From fe7d85a3f30481a8c92e12a6e5843d8279bcdac6 Mon Sep 17 00:00:00 2001
From: =?UTF-8?q?=E4=B8=80=E6=8C=83?= <yizhi.fzh@alibaba-inc.com>
Date: Thu, 14 Jan 2021 21:39:28 +0800
Subject: [PATCH v1] Improve the cost_sort v1

---
 src/backend/optimizer/path/costsize.c   | 20 +++++++++++---------
 src/backend/optimizer/plan/createplan.c |  2 +-
 src/backend/optimizer/plan/planner.c    |  2 +-
 src/backend/optimizer/prep/prepunion.c  |  2 +-
 src/backend/optimizer/util/pathnode.c   | 10 +++++-----
 src/include/optimizer/cost.h            |  2 +-
 6 files changed, 20 insertions(+), 18 deletions(-)

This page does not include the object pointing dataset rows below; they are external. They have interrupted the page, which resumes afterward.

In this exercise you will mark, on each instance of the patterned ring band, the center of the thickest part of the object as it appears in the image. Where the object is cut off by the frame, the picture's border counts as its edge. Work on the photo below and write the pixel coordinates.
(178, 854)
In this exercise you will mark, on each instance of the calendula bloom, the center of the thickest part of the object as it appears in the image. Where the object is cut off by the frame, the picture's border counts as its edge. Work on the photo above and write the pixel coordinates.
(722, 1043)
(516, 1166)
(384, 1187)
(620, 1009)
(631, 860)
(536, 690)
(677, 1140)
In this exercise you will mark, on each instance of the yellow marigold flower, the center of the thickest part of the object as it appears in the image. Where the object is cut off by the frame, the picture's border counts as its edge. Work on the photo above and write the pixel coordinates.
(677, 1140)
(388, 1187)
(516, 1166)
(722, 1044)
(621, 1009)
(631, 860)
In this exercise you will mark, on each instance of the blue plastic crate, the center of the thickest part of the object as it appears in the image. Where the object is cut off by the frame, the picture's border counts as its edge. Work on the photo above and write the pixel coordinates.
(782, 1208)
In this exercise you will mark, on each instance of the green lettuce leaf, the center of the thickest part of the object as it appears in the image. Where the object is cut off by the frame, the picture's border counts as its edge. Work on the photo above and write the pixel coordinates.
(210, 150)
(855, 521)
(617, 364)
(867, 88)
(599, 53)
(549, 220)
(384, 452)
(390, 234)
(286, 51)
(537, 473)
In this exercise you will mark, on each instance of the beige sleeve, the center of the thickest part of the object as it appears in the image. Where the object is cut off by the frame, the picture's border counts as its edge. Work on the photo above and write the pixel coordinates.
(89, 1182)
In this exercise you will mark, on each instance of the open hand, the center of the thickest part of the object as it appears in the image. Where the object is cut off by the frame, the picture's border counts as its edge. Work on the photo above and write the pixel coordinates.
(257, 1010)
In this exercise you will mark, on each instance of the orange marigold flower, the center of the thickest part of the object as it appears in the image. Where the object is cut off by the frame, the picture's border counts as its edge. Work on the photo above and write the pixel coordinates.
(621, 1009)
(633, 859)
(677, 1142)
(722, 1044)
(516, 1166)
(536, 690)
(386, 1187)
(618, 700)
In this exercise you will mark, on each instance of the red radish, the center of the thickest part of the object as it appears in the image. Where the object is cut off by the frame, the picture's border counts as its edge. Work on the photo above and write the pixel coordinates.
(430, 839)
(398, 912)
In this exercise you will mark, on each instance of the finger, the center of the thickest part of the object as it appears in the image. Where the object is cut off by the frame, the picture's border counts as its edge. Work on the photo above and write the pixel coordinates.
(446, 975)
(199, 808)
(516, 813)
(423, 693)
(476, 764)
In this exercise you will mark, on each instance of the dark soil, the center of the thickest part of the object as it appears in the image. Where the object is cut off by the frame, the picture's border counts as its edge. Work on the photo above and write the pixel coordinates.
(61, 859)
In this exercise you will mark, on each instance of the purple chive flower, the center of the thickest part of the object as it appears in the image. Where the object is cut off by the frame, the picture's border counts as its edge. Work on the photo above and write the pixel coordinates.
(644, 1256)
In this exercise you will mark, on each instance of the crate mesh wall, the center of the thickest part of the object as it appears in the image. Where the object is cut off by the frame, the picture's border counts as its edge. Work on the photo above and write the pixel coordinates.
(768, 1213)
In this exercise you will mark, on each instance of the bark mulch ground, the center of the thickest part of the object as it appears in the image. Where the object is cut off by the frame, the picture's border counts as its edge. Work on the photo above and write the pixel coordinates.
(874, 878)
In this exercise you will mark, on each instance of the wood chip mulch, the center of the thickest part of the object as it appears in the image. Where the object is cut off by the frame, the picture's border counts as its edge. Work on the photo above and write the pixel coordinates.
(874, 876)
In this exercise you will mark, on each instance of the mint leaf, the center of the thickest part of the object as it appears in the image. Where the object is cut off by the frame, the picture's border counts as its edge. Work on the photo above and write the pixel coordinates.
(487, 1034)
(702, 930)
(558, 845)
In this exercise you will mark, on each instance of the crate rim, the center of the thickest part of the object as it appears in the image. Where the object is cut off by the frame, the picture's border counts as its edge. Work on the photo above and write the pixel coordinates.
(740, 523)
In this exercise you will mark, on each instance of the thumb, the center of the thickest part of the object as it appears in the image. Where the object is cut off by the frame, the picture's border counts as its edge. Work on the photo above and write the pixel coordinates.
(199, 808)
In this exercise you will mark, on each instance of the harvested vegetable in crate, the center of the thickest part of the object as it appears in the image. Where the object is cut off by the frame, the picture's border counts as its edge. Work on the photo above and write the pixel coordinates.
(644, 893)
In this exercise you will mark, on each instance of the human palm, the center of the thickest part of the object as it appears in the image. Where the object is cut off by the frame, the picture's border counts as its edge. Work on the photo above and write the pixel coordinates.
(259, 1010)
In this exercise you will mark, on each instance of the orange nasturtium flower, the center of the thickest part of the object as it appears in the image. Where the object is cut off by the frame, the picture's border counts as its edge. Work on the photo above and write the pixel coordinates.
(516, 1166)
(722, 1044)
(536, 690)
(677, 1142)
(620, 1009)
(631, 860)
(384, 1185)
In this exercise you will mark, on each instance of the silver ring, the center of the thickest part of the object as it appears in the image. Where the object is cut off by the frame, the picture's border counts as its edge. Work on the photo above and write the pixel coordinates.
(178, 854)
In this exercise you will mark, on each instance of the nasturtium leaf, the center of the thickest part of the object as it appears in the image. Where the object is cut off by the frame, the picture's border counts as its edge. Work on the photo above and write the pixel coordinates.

diff --git a/src/backend/optimizer/path/costsize.c b/src/backend/optimizer/path/costsize.c
index 380336518f..2652a7eeba 100644
--- a/src/backend/optimizer/path/costsize.c
+++ b/src/backend/optimizer/path/costsize.c
@@ -1696,7 +1696,7 @@ static void
 cost_tuplesort(Cost *startup_cost, Cost *run_cost,
 			   double tuples, int width,
 			   Cost comparison_cost, int sort_mem,
-			   double limit_tuples)
+			   double limit_tuples, int numSortCols)
 {
 	double		input_bytes = relation_byte_size(tuples, width);
 	double		output_bytes;
@@ -1710,8 +1710,9 @@ cost_tuplesort(Cost *startup_cost, Cost *run_cost,
 	if (tuples < 2.0)
 		tuples = 2.0;
 
+	Assert(numSortCols);
 	/* Include the default cost-per-comparison */
-	comparison_cost += 2.0 * cpu_operator_cost;
+	comparison_cost += (2.0 * cpu_operator_cost * numSortCols);
 
 	/* Do we have a useful LIMIT? */
 	if (limit_tuples > 0 && limit_tuples < tuples)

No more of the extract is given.